Okay, as I suggested last post, I am going to try a series of training sessions (initial and resumed) with additional training for the generators to see how that affects the model’s learning progress.
Extra Training for Generators
I will go for an initial session of 15 epochs with 10 epochs of additional training for the generators. But, this time, I will only train the generators 2 times in each iteration. And I will generate images less often. The losses will still be saved every 50 iterations.
BUG!
(mclp-3.12) PS F:\learn\mcl_pytorch\proj6> python cyc_gan.py -rn rek7 -ep 15 -bs 2 -sc 50 -si 400 -xg 2 -xe 10
image and checkpoint directories created: runs\rek7_img & runs\rek7_sv
training epochs: range(0, 15)
starting training loop
epoch: 0%| | 0/667 [00:00<?, ?it/s]E:\appDev\Miniconda3\envs\mclp-3.12\Lib\site-packages\torch\autograd\__init__.py:266: UserWarning: Error detected in TanhBackward0. Traceback of forward call that caused the error:
File "F:\learn\mcl_pytorch\proj6\cyc_gan.py", line 195, in <module>
fake_b = genr_b(img_a)
File "E:\appDev\Miniconda3\envs\mclp-3.12\Lib\site-packages\torch\nn\modules\module.py", line 1511, in _wrapped_call_impl
return self._call_impl(*args, **kwargs)
File "E:\appDev\Miniconda3\envs\mclp-3.12\Lib\site-packages\torch\nn\modules\module.py", line 1520, in _call_impl
return forward_call(*args, **kwargs)
File "F:\learn\mcl_pytorch\proj6\models.py", line 119, in forward
return torch.tanh(x)
(Triggered internally at C:\cb\pytorch_1000000000000\work\torch\csrc\autograd\python_anomaly_mode.cpp:118.)

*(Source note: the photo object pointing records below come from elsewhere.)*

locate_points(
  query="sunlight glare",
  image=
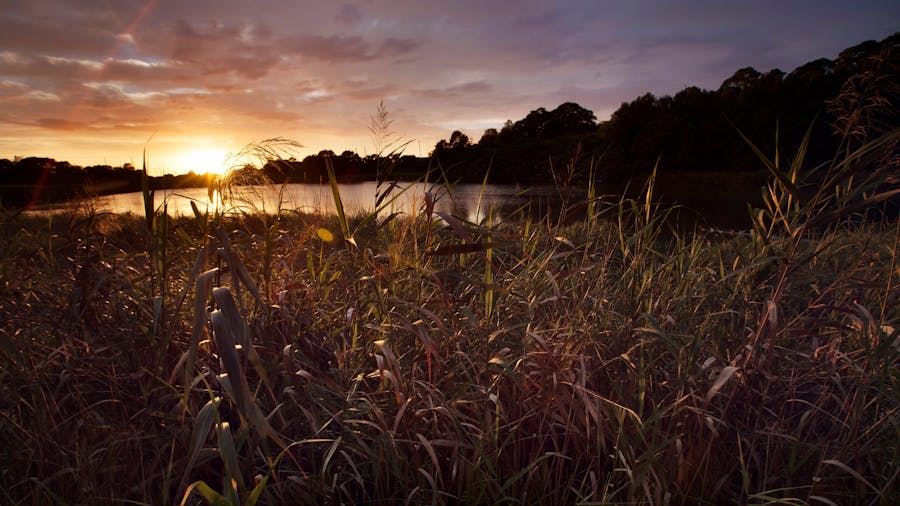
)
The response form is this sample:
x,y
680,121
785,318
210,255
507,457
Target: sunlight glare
x,y
205,160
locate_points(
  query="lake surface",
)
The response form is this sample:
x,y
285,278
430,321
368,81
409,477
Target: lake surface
x,y
470,201
709,205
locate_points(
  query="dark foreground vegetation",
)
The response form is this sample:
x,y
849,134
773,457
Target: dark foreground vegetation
x,y
693,137
421,359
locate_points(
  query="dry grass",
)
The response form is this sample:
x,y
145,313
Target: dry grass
x,y
605,361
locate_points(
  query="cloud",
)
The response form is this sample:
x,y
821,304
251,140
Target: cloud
x,y
349,15
340,48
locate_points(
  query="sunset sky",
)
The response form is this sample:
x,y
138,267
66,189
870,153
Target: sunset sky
x,y
91,81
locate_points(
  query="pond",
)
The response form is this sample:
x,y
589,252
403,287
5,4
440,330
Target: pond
x,y
709,205
469,201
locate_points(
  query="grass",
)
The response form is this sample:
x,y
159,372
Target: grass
x,y
264,358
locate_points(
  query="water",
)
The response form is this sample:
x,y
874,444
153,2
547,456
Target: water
x,y
470,201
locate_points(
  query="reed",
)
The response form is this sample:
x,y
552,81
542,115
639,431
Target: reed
x,y
435,360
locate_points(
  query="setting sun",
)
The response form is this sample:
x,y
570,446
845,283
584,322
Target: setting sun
x,y
204,160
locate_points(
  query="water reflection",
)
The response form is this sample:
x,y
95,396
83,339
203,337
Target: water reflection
x,y
470,201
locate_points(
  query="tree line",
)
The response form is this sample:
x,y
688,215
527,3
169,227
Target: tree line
x,y
842,101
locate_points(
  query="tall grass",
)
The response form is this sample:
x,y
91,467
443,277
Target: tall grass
x,y
434,360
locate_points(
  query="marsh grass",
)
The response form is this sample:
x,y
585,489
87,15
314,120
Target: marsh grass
x,y
282,358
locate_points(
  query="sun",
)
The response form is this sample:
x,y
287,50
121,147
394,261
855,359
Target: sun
x,y
204,160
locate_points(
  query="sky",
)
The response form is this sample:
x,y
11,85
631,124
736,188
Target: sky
x,y
98,81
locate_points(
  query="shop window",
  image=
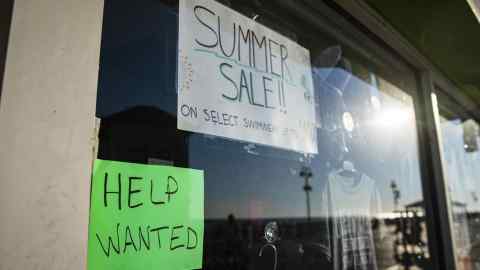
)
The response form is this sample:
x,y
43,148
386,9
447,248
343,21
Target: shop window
x,y
460,137
352,199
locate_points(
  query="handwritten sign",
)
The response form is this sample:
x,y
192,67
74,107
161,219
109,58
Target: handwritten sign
x,y
240,80
145,217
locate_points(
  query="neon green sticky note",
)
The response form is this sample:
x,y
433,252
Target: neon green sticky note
x,y
145,217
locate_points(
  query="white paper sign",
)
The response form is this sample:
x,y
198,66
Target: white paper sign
x,y
238,79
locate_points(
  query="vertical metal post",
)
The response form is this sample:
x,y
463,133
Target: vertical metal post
x,y
437,206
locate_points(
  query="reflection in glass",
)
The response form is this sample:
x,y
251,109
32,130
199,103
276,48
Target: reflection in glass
x,y
461,159
356,205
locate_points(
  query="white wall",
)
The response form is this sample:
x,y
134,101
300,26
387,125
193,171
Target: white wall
x,y
46,133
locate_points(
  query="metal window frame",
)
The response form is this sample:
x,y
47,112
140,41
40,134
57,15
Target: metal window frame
x,y
6,10
354,22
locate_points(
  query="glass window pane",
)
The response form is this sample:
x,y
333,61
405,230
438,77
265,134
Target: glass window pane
x,y
461,160
357,204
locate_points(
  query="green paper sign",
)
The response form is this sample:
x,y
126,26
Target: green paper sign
x,y
145,217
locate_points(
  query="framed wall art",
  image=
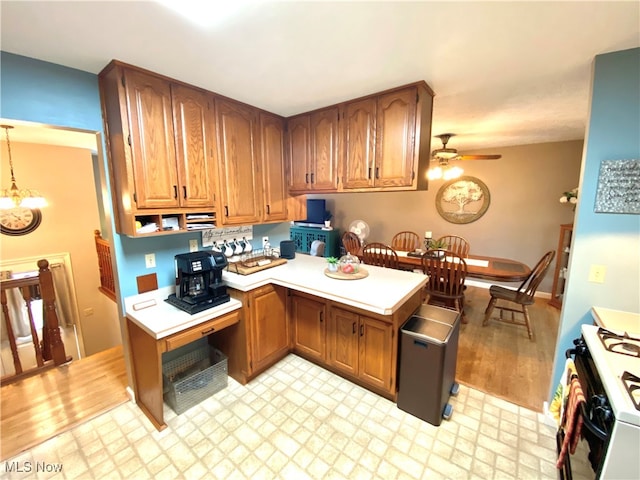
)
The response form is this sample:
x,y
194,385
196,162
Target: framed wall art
x,y
463,200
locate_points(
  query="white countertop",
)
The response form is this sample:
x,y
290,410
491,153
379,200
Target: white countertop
x,y
160,319
383,291
616,320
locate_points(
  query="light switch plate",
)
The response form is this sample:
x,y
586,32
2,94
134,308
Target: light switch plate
x,y
596,273
150,260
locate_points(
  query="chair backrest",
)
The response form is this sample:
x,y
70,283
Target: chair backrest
x,y
405,241
447,272
380,254
456,244
317,248
532,282
351,243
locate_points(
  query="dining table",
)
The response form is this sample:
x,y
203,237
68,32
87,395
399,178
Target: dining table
x,y
478,266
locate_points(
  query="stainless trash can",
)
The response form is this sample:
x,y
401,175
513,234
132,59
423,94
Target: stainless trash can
x,y
428,351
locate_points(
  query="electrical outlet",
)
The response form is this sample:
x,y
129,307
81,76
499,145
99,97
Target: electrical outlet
x,y
596,273
150,260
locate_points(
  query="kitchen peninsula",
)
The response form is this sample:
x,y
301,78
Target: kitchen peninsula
x,y
350,327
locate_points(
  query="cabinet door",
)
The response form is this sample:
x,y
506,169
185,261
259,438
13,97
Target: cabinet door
x,y
299,153
324,149
273,177
342,340
395,134
195,147
152,142
238,179
376,347
309,327
359,144
269,326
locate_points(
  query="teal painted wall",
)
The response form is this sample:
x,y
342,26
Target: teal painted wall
x,y
612,240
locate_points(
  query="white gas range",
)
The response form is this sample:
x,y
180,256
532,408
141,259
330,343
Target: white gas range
x,y
612,391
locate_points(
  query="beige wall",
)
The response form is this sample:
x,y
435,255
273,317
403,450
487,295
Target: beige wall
x,y
65,177
522,221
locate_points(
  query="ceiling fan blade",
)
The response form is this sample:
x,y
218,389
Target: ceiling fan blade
x,y
479,157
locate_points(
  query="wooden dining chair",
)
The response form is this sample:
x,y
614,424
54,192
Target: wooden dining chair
x,y
456,244
516,301
446,272
405,241
379,254
351,243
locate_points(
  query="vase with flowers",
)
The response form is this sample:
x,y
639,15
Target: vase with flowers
x,y
570,197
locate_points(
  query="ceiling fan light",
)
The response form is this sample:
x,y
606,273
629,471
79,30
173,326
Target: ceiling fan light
x,y
453,172
434,173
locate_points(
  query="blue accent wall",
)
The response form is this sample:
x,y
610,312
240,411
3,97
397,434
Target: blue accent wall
x,y
42,92
608,239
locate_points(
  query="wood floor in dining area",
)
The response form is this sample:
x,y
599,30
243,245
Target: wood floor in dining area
x,y
42,406
499,359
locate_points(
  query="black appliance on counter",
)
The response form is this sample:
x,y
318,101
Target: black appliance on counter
x,y
199,283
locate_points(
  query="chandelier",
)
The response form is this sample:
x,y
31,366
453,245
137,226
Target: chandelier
x,y
15,197
444,170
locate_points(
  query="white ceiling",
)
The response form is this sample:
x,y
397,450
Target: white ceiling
x,y
504,73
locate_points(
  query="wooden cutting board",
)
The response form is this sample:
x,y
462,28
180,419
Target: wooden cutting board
x,y
242,270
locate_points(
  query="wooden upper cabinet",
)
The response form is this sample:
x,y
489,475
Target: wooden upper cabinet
x,y
238,167
395,136
324,149
152,140
195,146
383,143
359,129
274,184
313,151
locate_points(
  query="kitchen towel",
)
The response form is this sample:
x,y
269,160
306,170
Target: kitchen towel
x,y
572,421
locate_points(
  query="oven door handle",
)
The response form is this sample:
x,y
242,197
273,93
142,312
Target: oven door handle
x,y
593,428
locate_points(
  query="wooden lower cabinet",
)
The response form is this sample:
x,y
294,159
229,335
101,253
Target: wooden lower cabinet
x,y
309,328
361,346
261,338
268,326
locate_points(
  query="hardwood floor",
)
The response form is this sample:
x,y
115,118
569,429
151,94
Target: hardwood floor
x,y
43,406
499,359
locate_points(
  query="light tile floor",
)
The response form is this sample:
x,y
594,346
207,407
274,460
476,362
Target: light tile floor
x,y
299,421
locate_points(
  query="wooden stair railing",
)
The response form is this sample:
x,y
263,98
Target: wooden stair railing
x,y
107,282
50,352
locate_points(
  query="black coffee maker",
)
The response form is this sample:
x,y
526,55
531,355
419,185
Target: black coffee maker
x,y
199,284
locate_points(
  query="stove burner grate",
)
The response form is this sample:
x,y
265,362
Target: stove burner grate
x,y
622,344
632,384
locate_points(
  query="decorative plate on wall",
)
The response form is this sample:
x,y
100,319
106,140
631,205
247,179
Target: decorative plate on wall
x,y
463,200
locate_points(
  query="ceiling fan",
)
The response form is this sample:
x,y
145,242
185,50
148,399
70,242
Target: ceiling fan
x,y
444,154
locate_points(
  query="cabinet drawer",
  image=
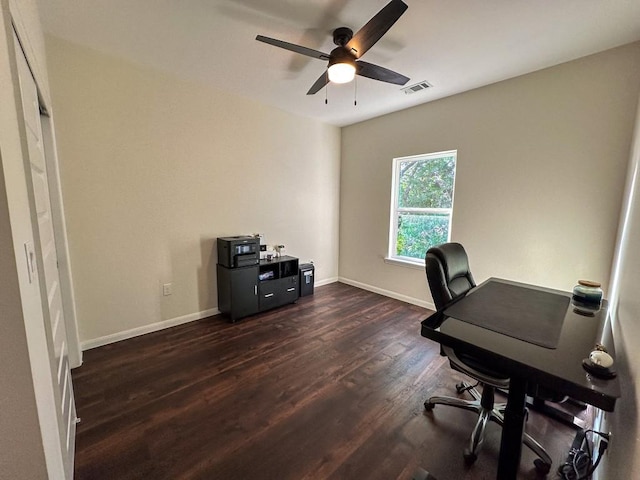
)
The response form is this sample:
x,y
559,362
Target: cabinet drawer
x,y
269,294
289,289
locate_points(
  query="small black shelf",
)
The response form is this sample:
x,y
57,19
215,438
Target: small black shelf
x,y
245,291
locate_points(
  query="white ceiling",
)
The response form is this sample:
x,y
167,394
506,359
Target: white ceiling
x,y
455,45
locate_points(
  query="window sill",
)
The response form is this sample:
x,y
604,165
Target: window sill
x,y
417,264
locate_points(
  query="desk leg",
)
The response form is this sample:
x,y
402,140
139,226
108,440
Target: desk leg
x,y
512,430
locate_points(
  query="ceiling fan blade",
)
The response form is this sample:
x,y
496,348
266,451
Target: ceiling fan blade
x,y
375,28
377,72
319,84
309,52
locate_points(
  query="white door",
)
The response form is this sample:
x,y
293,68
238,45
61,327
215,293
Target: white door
x,y
48,266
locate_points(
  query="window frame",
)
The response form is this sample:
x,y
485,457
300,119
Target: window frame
x,y
392,257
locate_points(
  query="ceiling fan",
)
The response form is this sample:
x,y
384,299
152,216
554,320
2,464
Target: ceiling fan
x,y
344,60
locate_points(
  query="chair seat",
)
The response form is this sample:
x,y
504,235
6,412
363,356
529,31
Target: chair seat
x,y
469,366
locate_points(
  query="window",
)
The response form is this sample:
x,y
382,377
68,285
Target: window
x,y
421,204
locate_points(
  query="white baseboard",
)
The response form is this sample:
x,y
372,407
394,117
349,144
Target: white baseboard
x,y
153,327
388,293
172,322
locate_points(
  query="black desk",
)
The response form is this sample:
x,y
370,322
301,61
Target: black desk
x,y
528,365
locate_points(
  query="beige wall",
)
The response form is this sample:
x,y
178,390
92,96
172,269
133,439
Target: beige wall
x,y
155,168
21,449
541,168
623,461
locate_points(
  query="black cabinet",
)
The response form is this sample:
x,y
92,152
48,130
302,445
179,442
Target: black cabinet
x,y
237,291
245,291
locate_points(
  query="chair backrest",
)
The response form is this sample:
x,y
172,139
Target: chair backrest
x,y
448,273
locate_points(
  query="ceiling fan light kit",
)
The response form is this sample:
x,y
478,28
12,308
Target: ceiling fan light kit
x,y
344,61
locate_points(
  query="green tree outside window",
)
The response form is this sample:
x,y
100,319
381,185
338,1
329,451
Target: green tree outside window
x,y
423,203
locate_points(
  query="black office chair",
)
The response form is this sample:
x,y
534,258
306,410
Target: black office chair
x,y
449,280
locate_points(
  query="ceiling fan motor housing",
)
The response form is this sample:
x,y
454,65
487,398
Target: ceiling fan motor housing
x,y
342,35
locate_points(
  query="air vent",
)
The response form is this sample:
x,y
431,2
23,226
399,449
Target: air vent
x,y
416,87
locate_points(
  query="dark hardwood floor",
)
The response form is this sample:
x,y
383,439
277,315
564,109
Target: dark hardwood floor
x,y
331,387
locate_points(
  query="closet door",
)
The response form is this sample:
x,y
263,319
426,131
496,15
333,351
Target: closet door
x,y
47,267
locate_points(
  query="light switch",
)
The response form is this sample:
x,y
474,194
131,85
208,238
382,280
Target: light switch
x,y
31,260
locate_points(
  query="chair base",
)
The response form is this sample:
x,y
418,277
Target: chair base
x,y
484,406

Variable._execution_engine.run_backward( # Calls into the C++ engine to run the backward pass
epoch: 0%| | 0/667 [00:04<?, ?it/s]
Traceback (most recent call last):
File "F:\learn\mcl_pytorch\proj6\cyc_gan.py", line 256, in <module>
genr_loss.backward()
File "E:\appDev\Miniconda3\envs\mclp-3.12\Lib\site-packages\torch\_tensor.py", line 522, in backward
torch.autograd.backward(
File "E:\appDev\Miniconda3\envs\mclp-3.12\Lib\site-packages\torch\autograd\__init__.py", line 266, in backward
Variable._execution_engine.run_backward( # Calls into the C++ engine to run the backward pass
RuntimeError: Trying to backward through the graph a second time (or directly access saved tensors after they have already been freed). Saved intermediate values of the graph are freed when you call .backward() or autograd.grad(). Specify retain_graph=True if you need to backward through the graph a second time or if you need to access saved tensors after calling backward.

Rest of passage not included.